Но чтобы не зазнаваться, не помешает вспомнить об экспериментах Стенли Милграма в Йеле, проведенных в 1960-е годы. В планах у него было побывать в Германии и попробовать определить составляющие так называемого «немецкого характера», возможную причину, приведшую эту цивилизованную нацию к коллективному варварству. С учетом того, что немало простых людей склоняется к варварству в стрессовых условиях, он разработал определенную тестовую программу. Прежде чем отправляться в Германию, он решил поставить серию экспериментов с участием обычных граждан-добровольцев, которых для этой цели приглашали прямо с улиц Нью-Хейвена. Этим обычным людям, ничем не отличающимся от нас с вами, сообщали, что они приглашены принять участие в «научных исследованиях» высшего порядка. От участников эксперимента требовалось не спеша задавать вопросы испытуемым с условием, что после каждой ошибки отвечающий получал удар тока. По мере того как испытуемые с каждым разом давали все менее верные ответы, а удары становились все чаще и сильнее, они начинали протестовать, а затем кричать при увеличении напряжения. Когда же «испытатели» не решались причинять боль испытуемым, они подвергались словесному нажиму: продолжать, делать ток сильнее и тем самым послужить науке, а кроме того, выполнить условия договора, который с ними обсудили заранее. Даже наблюдая причиняемую ими боль, значительное большинство, более 60 %, – и этот факт не может не вызывать тревоги – продолжали эксперимент и увеличивали уровень боли, как потом оказалось, воображаемой, до ужасающих уровней.

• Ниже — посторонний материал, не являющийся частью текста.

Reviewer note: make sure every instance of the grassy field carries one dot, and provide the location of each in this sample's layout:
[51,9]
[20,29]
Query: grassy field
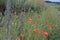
[33,26]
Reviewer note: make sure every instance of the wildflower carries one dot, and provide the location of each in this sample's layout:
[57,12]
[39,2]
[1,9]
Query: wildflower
[54,26]
[49,26]
[16,38]
[30,19]
[46,34]
[21,35]
[41,31]
[39,16]
[47,22]
[35,30]
[36,23]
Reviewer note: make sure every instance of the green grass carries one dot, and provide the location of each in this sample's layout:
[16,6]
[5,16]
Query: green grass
[29,26]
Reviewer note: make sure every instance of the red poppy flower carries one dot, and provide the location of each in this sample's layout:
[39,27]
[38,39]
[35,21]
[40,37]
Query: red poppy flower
[21,35]
[36,23]
[30,19]
[35,30]
[39,16]
[49,26]
[41,31]
[47,22]
[46,34]
[16,38]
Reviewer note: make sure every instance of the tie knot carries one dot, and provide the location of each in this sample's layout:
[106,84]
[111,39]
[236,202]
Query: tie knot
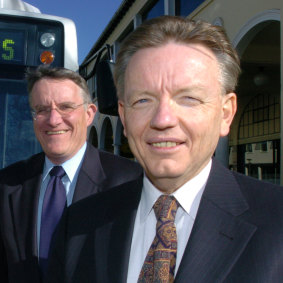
[166,207]
[57,171]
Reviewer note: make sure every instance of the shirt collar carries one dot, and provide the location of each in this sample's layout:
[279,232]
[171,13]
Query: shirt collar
[188,195]
[70,166]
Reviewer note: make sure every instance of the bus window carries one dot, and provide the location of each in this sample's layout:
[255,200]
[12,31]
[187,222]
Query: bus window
[17,140]
[27,39]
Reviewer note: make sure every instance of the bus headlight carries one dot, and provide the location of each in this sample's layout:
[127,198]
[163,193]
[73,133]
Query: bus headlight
[47,39]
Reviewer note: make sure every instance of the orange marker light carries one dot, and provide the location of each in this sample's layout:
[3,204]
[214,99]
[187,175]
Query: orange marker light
[47,57]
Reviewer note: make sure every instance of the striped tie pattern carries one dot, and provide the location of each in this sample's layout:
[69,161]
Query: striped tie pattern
[159,264]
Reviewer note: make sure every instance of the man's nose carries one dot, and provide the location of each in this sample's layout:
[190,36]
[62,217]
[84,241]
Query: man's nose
[164,115]
[54,116]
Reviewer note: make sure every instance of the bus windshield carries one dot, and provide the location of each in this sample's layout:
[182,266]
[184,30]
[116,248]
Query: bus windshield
[17,139]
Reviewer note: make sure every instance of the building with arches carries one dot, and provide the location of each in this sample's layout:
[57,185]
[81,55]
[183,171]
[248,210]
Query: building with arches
[254,144]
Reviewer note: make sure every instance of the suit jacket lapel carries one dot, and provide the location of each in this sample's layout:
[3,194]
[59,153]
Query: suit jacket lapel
[113,241]
[218,237]
[91,175]
[24,206]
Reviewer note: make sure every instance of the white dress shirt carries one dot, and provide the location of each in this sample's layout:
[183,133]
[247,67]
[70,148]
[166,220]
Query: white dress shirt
[188,196]
[72,168]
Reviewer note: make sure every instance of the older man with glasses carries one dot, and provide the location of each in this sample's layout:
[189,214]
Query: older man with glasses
[34,192]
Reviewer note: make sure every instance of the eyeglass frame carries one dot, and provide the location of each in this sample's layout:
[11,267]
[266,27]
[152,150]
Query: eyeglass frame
[34,113]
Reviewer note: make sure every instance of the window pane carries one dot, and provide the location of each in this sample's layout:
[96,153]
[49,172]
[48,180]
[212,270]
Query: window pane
[155,11]
[185,7]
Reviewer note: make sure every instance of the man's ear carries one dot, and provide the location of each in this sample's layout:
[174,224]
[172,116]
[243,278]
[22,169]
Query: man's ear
[229,108]
[90,112]
[121,110]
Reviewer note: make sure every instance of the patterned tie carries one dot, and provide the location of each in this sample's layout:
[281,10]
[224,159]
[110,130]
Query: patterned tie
[159,264]
[53,205]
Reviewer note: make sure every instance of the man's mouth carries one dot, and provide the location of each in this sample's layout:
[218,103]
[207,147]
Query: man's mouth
[56,132]
[165,144]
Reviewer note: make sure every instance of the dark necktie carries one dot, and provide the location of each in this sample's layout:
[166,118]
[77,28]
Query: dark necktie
[53,205]
[159,264]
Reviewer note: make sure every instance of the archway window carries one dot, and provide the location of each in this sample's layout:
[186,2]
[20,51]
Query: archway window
[261,117]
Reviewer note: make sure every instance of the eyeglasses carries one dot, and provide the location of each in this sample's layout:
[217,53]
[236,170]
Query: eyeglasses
[64,109]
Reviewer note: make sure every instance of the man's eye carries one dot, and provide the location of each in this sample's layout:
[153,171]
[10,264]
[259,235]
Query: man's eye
[65,107]
[191,101]
[41,110]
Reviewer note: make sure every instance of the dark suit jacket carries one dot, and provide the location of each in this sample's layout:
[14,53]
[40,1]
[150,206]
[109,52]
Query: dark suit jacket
[19,193]
[237,235]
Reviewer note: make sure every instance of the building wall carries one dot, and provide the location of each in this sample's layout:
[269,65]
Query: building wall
[237,17]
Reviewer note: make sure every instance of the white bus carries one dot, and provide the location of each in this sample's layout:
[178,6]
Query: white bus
[27,39]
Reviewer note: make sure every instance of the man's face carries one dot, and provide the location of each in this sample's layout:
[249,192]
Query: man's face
[173,111]
[61,136]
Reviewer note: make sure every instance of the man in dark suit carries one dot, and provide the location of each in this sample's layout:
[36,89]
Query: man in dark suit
[62,111]
[188,219]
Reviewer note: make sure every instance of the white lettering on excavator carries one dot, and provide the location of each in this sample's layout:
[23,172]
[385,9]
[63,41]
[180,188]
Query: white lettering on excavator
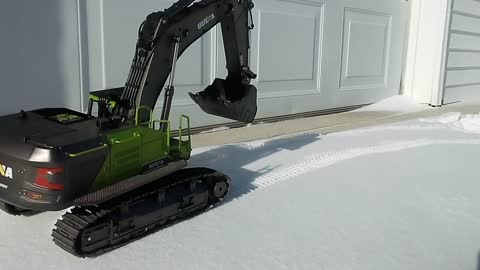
[206,21]
[6,171]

Это были вполне нормальные люди, и все же в своем большинстве они последовательно продолжали делать все больнее своему ближнему, потому что им недоставало цельности характера, смелости или нравственности или чего-то другого, чтобы отказаться и принять последствия нарушенного договора. Они не знали, что эксперимент был подстроен, разряды были ненастоящие, а «испытуемые» – приглашенные актеры – лишь притворялись, что получают удары током. Итог эксперимента был таков: д-ру Милграму оказалось незачем ехать в Германию, чтобы выяснять нюансы «немецкого характера»[63].
Тень, по всей видимости, не знает национальных границ. По правде говоря, меня всегда страшила возможность стать участником такого теста – и сейчас, и в тех далеких 1960-х, поскольку я и сам не знаю, как поступил бы с учетом обстоятельств. Легко судить других, но мы сами – как бы мы поступили в той ситуации? И как мы поступаем сейчас?[64]